Accordingly, we hold that the district court did not err when it denied Ganpat’s motion to suppress the evidence of his statements to Bolluyt.

            Affirmed.



[1]          In particular there was a diamond ring that was later identified as the diamond ring the victim often wore on her left ring finger. 

[2]          Dr. Bruggemeyer cited a number of examples that would suggest that Ganpat was not having adaptive difficulties.  She testified that as a courier Ganpat carried a Nextel phone and would read the messages, get the address, enter the address into a global positioning device and then follow the directions to where he needed to go; as a cashier, he handled money and said that his till never came up short; as a delivery person, he handled money and indicated that he did not have any trouble dealing with the cash or dividing up the tips; he was a licensed driver and was required to drive for a number of his jobs; and he often helped the victim with her routine duties as a landlord—i.e., cleaning, checking in tenants, helping to collect rent. 

[3]          Ganpat’s reliance on Shoen v. State and State v. Mills is also misplaced.  In Shoen, we concluded that the postconviction court’s findings relating to the defendant’s competency to stand trial were not clearly erroneous.  648 N.W.2d at 231.  Those findings included that Shoen had the ability to function, analyze, or respond appropriately to questions, and his testimony was rational, responsive, coherent, and consistent with the facts presented.  Id. at 230.  In Mills, we relied on the fact that the defendant had a good relationship with her attorney, was able to make key decisions regarding her defense, and did not engage in disruptive or inappropriate behavior during testimony.  562 N.W.2d at 283. 
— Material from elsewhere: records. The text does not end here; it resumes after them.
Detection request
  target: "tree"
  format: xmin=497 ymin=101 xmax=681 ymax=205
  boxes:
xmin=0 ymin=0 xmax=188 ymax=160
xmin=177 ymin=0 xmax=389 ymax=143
[4]          See, e.g., State v. Fletcher, 348 N.C. 292, 500 S.E.2d 668, 676-77 (1998) (holding that defendant did not invoke his right to remain silent when he indicated that he would show the detectives where he had thrown some purses after he had gotten some sleep); Gribble v. Johnson, 8 F. Supp. 2d 942, 949 (S.D. Tex. 1998) (accepting the trial court’s determination that “Can we stop for just a second?” was not a request to terminate the interview or remain silent but was a request to momentarily stop because the defendant was feeling ill); State v. Sabetta, 680 A.2d 927, 930-32 (R.I. 1996) (holding that defendant’s statement that “I don’t want to talk about it right now,” only expressed an intent to remain silent at that moment).

[5]          These circumstances do not raise the concerns that we expressed in State v. Bailey, where a suspect is “apprehended under coercive circumstances, is subjected to lengthy custodial interrogation before being given a Miranda warning, does not have the benefit of a significant pause in the interrogation after the Miranda warning is given, and essentially repeats the same inculpatory statements after the Miranda warning as before.”  677 N.W.2d 380, 392 (Minn. 2004).

[6]          See also State v. Thaggard, 527 N.W.2d 804, 807-12 (Minn. 1995) (disapproving of police officer’s promise that defendant would probably be given drug treatment if he confessed “up front,” but holding that the resulting confession was voluntary because the defendant understood the Miranda warnings; had prior experience with the criminal justice system; was interrogated for a relatively short period of time; was interrogated by only one officer; was permitted to take a break and use the bathroom; and was not intoxicated, threatened, or intimidated).

[7]          Cf. State v. Riley, 568 N.W.2d 518, 525-26 (Minn. 1997) (held that defendant’s will was not overborne where the interrogation took place in the middle of the night and lasted two hours, and where defendant was not deprived of his physical needs and continually denied committing the crime).